In a release on May 4, the company noted that revenues from Continuing Operations for the first quarter of 2009 were $7.0 million, an increase of 1 percent compared to revenues from Continuing Operations of $6.9 million for the first quarter of 2008 and a decrease of 8 percent compared to revenues from Continuing Operations of $7.6 million for the fourth quarter of 2008. Total revenue generated during the first quarter of 2009 by the Company was $7.5 million, $531,000 of which was included within Gain from Discontinued Operations.
Immersion commenced the divestiture of its 3D line of business during the first quarter of 2009. Income and expenses directly attributable to the 3D business are presented as "Discontinued Operations" in the Company's statement of operations.
Net loss for the first quarter of 2009 was $(7.5) million, or $(0.27) per share, compared to net loss for the first quarter of 2008 of $(2.6) million, or $(0.08) per share and net loss of $(9.7) million, or $(0.35) per share, for the fourth quarter of 2008, which included one-time charges of $2.6 million related to the divesture of the 3D line of business.

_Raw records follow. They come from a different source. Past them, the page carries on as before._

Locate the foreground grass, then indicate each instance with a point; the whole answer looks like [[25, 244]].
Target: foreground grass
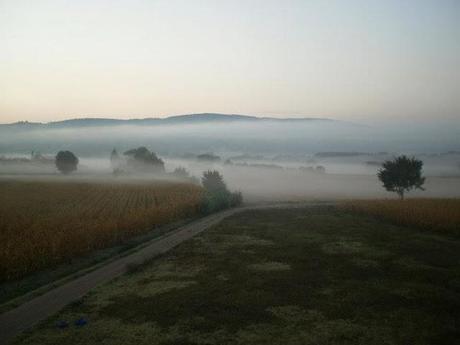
[[294, 276], [430, 214], [43, 224]]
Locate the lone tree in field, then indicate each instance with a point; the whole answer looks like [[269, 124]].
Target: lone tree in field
[[401, 175], [66, 162], [218, 197], [213, 182]]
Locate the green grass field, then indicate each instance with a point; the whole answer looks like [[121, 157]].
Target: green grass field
[[293, 276]]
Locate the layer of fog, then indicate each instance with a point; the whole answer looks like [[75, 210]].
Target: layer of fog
[[266, 137], [283, 148]]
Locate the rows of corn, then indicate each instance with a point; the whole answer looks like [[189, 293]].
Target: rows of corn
[[46, 223]]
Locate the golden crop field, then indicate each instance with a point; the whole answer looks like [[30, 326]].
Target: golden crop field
[[45, 223], [430, 214]]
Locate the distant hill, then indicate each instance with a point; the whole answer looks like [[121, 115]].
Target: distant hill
[[178, 119]]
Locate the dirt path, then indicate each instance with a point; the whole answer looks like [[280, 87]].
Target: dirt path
[[17, 320]]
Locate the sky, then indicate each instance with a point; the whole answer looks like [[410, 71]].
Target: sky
[[132, 59]]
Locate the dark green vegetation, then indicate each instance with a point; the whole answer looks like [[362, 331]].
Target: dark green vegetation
[[401, 175], [292, 276], [66, 162], [217, 196]]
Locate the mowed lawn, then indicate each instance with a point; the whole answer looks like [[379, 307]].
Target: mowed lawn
[[293, 276]]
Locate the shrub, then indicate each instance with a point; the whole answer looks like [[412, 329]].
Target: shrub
[[66, 162]]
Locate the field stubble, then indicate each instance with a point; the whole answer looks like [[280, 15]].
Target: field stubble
[[46, 223]]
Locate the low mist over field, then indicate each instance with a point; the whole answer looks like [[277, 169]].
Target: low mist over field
[[267, 159]]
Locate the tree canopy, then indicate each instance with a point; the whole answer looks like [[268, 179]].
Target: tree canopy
[[66, 162], [401, 175]]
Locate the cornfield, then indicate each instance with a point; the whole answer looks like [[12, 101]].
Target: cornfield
[[430, 214], [46, 223]]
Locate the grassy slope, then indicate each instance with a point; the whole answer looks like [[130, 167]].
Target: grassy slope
[[311, 276]]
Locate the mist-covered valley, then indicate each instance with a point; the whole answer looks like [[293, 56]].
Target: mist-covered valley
[[266, 159]]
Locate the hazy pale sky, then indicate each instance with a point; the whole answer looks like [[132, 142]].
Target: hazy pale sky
[[338, 59]]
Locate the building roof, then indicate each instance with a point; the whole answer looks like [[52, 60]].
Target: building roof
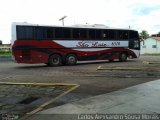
[[156, 38]]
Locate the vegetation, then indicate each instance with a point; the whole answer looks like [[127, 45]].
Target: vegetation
[[147, 54], [144, 35], [5, 53], [0, 42]]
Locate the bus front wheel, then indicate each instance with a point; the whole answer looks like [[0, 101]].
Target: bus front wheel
[[71, 59], [55, 60], [123, 57]]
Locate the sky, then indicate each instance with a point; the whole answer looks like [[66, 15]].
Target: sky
[[138, 14]]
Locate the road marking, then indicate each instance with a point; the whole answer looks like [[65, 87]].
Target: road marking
[[70, 87], [147, 62], [129, 68]]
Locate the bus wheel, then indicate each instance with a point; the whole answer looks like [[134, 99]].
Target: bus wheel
[[123, 57], [71, 59], [55, 60]]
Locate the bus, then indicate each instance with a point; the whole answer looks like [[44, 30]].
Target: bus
[[60, 45]]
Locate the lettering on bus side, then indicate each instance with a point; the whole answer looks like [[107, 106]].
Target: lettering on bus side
[[115, 44], [86, 44]]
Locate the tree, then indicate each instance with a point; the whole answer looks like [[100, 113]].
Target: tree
[[0, 42], [144, 35]]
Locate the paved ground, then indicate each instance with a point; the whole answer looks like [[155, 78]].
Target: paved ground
[[140, 102], [92, 81]]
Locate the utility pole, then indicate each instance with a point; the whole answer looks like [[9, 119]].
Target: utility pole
[[62, 19]]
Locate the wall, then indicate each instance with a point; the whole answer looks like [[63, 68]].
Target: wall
[[147, 46]]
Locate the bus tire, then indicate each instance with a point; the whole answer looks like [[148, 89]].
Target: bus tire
[[71, 59], [123, 57], [55, 60]]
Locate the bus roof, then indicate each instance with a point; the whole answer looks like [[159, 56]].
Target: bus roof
[[95, 26]]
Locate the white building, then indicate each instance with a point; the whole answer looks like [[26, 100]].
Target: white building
[[150, 46]]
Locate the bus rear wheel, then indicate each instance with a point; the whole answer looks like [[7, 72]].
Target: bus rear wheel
[[71, 59], [55, 60], [123, 57]]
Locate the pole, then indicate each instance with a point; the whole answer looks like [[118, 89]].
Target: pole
[[62, 19]]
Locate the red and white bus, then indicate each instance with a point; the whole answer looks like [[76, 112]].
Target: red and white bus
[[58, 45]]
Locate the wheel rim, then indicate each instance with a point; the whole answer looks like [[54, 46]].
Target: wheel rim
[[55, 60], [72, 59], [123, 57]]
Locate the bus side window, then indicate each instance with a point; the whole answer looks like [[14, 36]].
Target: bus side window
[[25, 32], [98, 34], [123, 35], [83, 34], [91, 34], [105, 34], [67, 33], [111, 34]]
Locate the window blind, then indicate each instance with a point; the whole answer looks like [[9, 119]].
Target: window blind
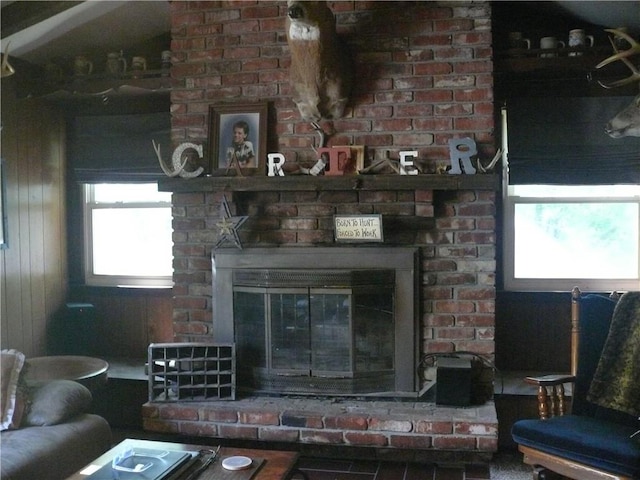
[[118, 148], [562, 141]]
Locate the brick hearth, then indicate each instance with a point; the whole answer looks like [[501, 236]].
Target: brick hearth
[[407, 431]]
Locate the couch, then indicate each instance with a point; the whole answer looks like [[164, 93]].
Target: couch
[[47, 432]]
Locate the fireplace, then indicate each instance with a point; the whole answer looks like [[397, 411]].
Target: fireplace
[[320, 321]]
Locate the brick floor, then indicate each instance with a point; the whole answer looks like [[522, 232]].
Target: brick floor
[[330, 469]]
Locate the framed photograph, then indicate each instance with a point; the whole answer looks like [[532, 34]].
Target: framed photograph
[[238, 138]]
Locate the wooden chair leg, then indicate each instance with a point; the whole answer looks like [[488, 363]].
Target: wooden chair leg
[[543, 407]]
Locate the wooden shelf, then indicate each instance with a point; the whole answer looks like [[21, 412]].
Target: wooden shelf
[[530, 60], [323, 183], [142, 83]]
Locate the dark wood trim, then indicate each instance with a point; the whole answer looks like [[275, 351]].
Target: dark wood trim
[[310, 183]]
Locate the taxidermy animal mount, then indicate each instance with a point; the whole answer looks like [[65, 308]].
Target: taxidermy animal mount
[[627, 122], [321, 70]]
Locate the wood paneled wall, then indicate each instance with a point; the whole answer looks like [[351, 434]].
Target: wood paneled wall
[[128, 320], [33, 280]]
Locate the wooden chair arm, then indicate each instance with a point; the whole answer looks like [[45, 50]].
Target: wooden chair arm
[[550, 380]]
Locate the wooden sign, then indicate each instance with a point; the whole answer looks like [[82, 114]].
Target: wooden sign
[[358, 228]]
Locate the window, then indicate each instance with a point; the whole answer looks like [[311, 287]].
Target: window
[[127, 235], [559, 236]]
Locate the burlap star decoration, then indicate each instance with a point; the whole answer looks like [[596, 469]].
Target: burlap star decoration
[[228, 225]]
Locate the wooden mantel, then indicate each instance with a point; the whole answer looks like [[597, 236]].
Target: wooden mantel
[[311, 183]]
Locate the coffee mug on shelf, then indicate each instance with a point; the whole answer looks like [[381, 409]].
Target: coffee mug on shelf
[[579, 39], [138, 65], [116, 63], [82, 65], [517, 40], [550, 43]]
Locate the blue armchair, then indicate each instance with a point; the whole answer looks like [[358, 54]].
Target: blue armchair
[[599, 439]]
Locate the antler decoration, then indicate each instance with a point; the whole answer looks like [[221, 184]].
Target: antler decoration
[[6, 69], [624, 57]]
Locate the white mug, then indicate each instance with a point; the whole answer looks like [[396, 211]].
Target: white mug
[[138, 65], [550, 43], [516, 40], [578, 38]]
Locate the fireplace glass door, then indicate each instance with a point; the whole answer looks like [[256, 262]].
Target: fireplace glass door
[[312, 339]]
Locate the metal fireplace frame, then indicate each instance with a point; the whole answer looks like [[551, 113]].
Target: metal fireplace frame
[[403, 260]]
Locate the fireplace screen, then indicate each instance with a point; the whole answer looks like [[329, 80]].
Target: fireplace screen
[[335, 331], [319, 321]]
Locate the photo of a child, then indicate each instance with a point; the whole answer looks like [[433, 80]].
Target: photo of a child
[[238, 138], [238, 135], [241, 149]]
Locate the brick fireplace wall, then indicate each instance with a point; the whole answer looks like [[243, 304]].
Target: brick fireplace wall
[[423, 76]]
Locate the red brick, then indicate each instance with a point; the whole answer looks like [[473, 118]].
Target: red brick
[[198, 429], [216, 414], [291, 435], [365, 439], [259, 418], [434, 428], [453, 442], [321, 436], [390, 425], [411, 442], [175, 412], [239, 432], [346, 422]]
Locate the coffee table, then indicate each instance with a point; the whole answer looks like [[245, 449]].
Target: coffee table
[[90, 371], [276, 464]]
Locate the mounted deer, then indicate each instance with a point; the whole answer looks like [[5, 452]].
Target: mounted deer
[[627, 122], [321, 70]]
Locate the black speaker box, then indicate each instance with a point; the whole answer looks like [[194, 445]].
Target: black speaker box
[[453, 381]]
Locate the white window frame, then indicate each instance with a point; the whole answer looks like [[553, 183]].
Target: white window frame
[[512, 283], [92, 279]]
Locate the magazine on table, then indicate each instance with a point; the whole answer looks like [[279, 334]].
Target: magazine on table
[[142, 464]]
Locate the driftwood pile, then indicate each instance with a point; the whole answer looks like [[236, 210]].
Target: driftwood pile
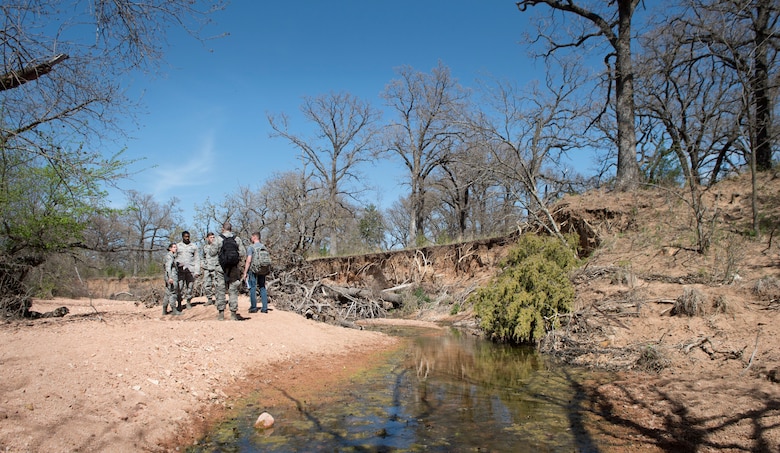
[[322, 300]]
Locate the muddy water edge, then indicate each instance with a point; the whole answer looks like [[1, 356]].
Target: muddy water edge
[[443, 390]]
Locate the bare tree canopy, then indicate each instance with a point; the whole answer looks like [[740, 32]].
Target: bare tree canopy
[[613, 23]]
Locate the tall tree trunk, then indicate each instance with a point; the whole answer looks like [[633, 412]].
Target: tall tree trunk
[[627, 167], [760, 86]]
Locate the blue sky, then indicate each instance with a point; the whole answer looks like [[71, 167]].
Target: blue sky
[[204, 132]]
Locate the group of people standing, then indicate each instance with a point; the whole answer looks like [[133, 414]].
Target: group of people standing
[[184, 264]]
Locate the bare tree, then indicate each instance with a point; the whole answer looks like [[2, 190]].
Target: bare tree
[[613, 23], [345, 140], [294, 219], [693, 97], [423, 133], [151, 227], [744, 35], [527, 132], [60, 97]]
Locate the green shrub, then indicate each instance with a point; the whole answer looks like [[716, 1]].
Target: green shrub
[[523, 302]]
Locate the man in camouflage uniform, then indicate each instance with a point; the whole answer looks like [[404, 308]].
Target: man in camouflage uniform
[[230, 277], [188, 260], [209, 267], [170, 276]]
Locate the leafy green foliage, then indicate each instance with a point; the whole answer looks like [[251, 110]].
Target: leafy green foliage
[[524, 300]]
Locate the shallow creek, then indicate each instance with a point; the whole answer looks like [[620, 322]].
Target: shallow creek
[[443, 391]]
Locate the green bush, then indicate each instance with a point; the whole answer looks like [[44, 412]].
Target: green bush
[[523, 302]]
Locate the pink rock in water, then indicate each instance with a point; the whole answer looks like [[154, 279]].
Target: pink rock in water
[[264, 421]]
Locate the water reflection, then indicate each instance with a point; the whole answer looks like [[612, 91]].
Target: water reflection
[[446, 391]]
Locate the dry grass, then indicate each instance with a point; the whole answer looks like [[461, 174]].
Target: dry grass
[[690, 303]]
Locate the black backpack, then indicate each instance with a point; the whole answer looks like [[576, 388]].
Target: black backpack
[[228, 253], [261, 260]]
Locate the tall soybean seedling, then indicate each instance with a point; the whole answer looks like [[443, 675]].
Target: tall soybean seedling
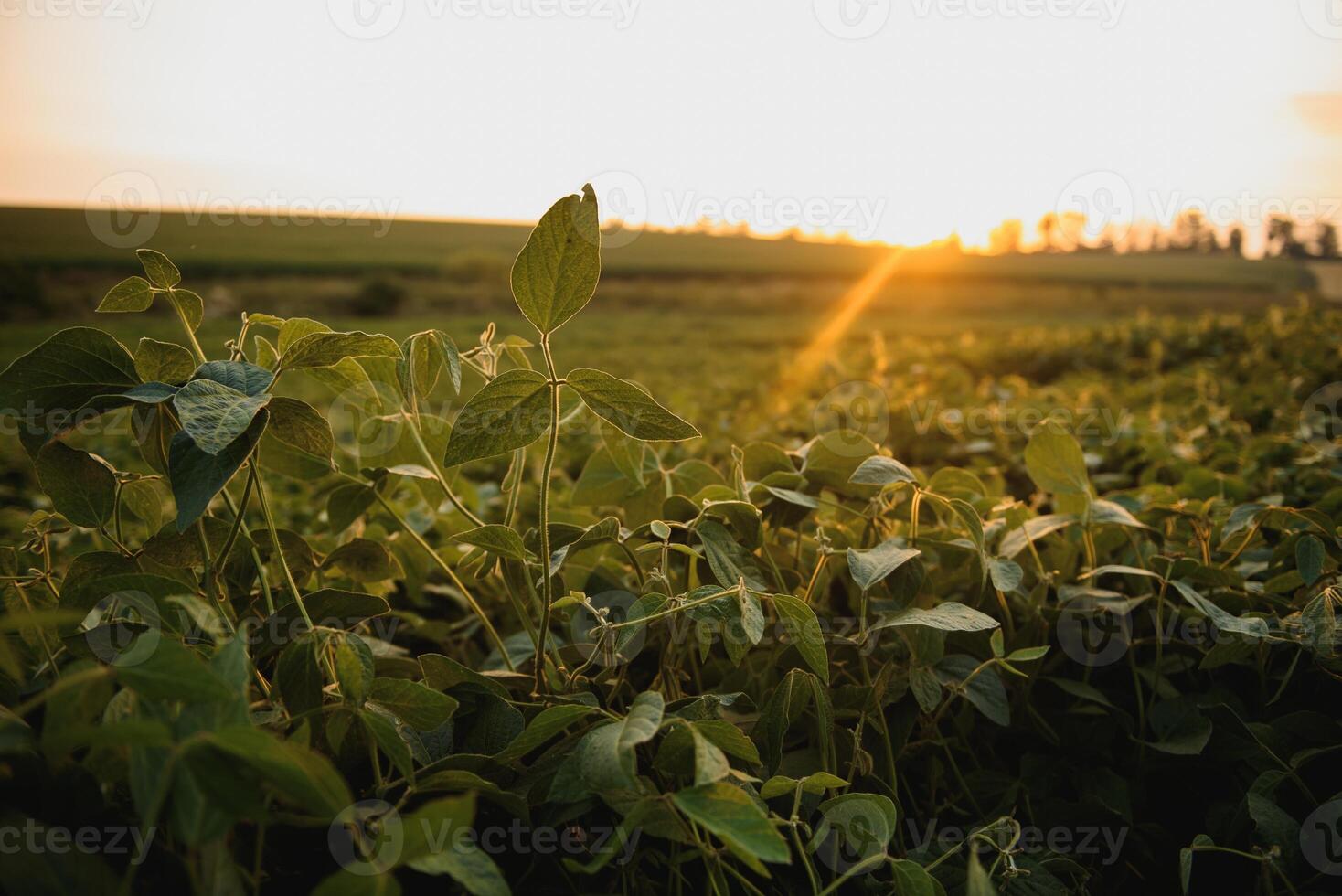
[[553, 278]]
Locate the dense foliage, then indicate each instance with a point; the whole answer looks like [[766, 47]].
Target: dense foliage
[[1077, 637]]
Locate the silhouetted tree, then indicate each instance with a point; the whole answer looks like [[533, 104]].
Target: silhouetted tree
[[1326, 246]]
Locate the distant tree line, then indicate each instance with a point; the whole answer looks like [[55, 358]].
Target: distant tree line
[[1190, 234]]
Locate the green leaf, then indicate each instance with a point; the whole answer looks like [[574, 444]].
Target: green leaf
[[80, 487], [605, 757], [1006, 574], [911, 879], [456, 856], [132, 294], [978, 881], [364, 560], [946, 617], [163, 361], [197, 476], [710, 763], [215, 415], [859, 824], [62, 375], [300, 775], [882, 471], [804, 632], [192, 306], [726, 559], [152, 393], [327, 349], [297, 427], [1028, 654], [984, 691], [244, 377], [1309, 559], [1055, 462], [628, 407], [730, 815], [512, 411], [160, 272], [556, 272], [872, 565], [413, 703], [494, 539], [174, 672], [329, 608], [548, 723], [816, 783]]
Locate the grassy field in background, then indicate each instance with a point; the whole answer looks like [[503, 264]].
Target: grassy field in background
[[63, 239]]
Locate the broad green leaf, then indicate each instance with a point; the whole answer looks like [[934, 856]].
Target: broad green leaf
[[946, 617], [882, 471], [512, 411], [163, 361], [726, 559], [1180, 727], [192, 306], [215, 415], [1006, 574], [298, 774], [132, 294], [80, 487], [548, 723], [413, 703], [857, 827], [730, 815], [494, 539], [978, 881], [984, 691], [1055, 462], [364, 560], [327, 349], [298, 427], [628, 407], [1309, 559], [874, 563], [605, 757], [804, 632], [197, 476], [710, 763], [152, 393], [174, 672], [438, 843], [62, 375], [816, 783], [160, 272], [556, 272], [244, 377], [911, 879]]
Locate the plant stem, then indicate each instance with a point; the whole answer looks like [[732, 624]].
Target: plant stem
[[439, 476], [280, 553], [451, 574], [547, 470]]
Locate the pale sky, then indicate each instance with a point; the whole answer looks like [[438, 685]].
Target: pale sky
[[948, 115]]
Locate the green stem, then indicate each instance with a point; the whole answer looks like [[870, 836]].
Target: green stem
[[438, 471], [547, 471], [209, 581], [451, 574], [659, 614], [280, 553]]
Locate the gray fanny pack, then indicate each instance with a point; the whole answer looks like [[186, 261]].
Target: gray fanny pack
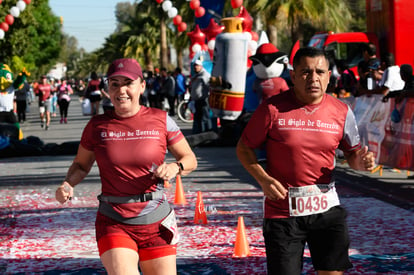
[[158, 214]]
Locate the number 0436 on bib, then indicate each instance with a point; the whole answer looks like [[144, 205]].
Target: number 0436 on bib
[[312, 199]]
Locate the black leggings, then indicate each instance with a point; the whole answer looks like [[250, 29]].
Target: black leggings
[[63, 107]]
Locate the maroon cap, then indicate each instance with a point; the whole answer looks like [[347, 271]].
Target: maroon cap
[[127, 67]]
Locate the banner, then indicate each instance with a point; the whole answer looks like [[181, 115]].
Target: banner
[[387, 128]]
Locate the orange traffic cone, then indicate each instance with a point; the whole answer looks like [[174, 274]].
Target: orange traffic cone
[[241, 247], [200, 216], [179, 192], [167, 184]]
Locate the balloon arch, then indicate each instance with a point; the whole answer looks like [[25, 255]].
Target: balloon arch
[[14, 13], [204, 39]]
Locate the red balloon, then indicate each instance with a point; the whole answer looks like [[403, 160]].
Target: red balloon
[[236, 3], [197, 36], [194, 4], [247, 19], [182, 27], [212, 30], [177, 20], [4, 26], [199, 12], [255, 36], [9, 19]]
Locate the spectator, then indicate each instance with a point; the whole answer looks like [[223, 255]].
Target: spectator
[[53, 96], [106, 99], [94, 93], [199, 93], [347, 81], [406, 73], [391, 78], [180, 85], [43, 91], [63, 93], [168, 89], [22, 101], [151, 90]]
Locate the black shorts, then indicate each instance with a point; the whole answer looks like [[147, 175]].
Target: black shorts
[[326, 235]]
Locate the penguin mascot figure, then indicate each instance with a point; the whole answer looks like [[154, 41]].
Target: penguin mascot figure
[[268, 65]]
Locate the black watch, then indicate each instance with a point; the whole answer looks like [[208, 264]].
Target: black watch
[[180, 166]]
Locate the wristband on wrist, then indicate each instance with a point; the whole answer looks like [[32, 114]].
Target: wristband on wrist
[[180, 167]]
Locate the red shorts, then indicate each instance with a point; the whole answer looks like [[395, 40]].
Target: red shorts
[[151, 241]]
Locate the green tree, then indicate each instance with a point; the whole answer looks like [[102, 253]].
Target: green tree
[[34, 39]]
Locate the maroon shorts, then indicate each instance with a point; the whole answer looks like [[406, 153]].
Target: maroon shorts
[[151, 241]]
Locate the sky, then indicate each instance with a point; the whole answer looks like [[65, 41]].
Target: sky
[[90, 21]]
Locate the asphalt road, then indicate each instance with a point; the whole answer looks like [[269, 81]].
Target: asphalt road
[[27, 187]]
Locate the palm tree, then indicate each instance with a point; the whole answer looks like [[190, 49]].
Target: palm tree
[[299, 16]]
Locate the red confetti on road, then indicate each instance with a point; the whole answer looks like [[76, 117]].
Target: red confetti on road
[[38, 235]]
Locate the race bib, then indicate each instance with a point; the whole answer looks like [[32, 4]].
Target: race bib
[[170, 223], [312, 199]]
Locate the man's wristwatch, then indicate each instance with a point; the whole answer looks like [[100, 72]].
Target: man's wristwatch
[[180, 167]]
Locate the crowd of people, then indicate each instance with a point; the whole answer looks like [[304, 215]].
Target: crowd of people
[[374, 75]]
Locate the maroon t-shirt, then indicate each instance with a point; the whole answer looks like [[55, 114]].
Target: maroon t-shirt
[[300, 141], [127, 148]]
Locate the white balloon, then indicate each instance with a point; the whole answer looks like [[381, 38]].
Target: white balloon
[[196, 47], [252, 45], [172, 12], [15, 11], [211, 44], [248, 35], [166, 5], [21, 5]]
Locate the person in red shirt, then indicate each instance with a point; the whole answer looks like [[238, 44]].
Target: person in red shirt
[[135, 223], [94, 92], [301, 129], [43, 91]]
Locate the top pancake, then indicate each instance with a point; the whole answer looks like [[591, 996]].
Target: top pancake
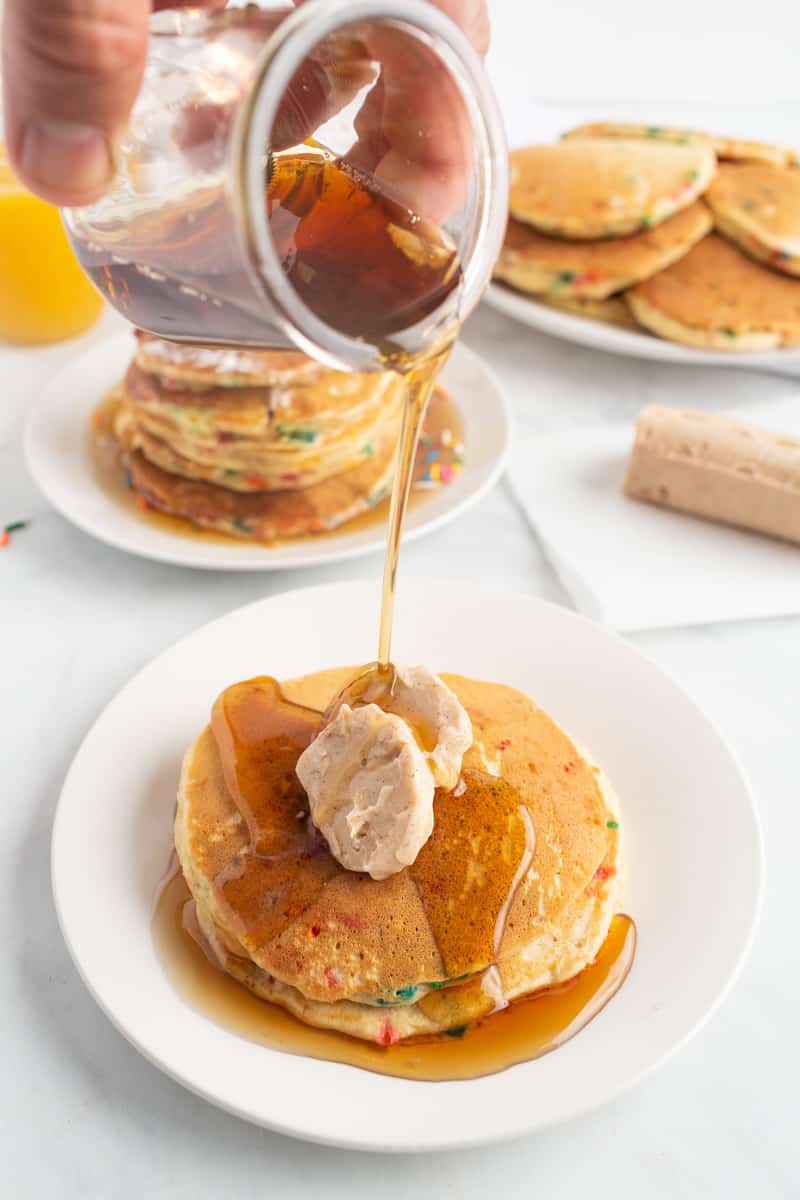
[[717, 297], [606, 187], [187, 365], [535, 263], [336, 935], [734, 149], [758, 207], [259, 439]]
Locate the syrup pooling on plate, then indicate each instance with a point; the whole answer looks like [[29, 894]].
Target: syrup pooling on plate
[[525, 1030]]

"Demand for Immersion's proprietary TouchSense solutions was strong as we posted sequential and annual growth for this line of business during the first quarter. Touch screens in mobile phones is fueling demand for haptics in that market segment. We estimate that in 2008 our TouchSense technology shipped in 15 percent of touch screen phones worldwide. Based on our current design wins with the top three handset manufacturers globally, we expect that number to grow to approximately 25 percent of 2009 touch screen phone shipments. Separately, we have begun to generate royalty license revenue from agreements with semiconductor companies and believe that this is the beginning of an important new revenue stream for Immersion," said Immersion president and CEO Clent Richardson.
"Domestic Medical sales were lower than expected primarily due to sluggishness in the rate of capital purchases from hospitals and other facilities caused by the overall economy, as well as seasonal fluctuations. The relocation of our Medical line of business to our headquarters, combined with cost-cutting initiatives, are expected to improve the operational and financial performance of that business. Given the reduced trajectory of our revenue growth rate, we have taken aggressive and prudent actions to decrease expenses across the company to achieve cash-flow breakeven and turn the corner on sustained profitability as quickly as possible. We will begin to experience the benefits of these actions in the second quarter, though the major payoff will be realized starting in the second half of 2009 and into next year. We are sizing the company appropriately to align with current revenue forecasts, while improving operational efficiency to capitalize on an unmistakable opportunity to shape the future of the user experience in digital devices," concluded Richardson.
As of March 31, Immersion had cash, cash equivalents, and short-term investments totaling $80.9 million, compared to $85.7 million as of December 31, 2008.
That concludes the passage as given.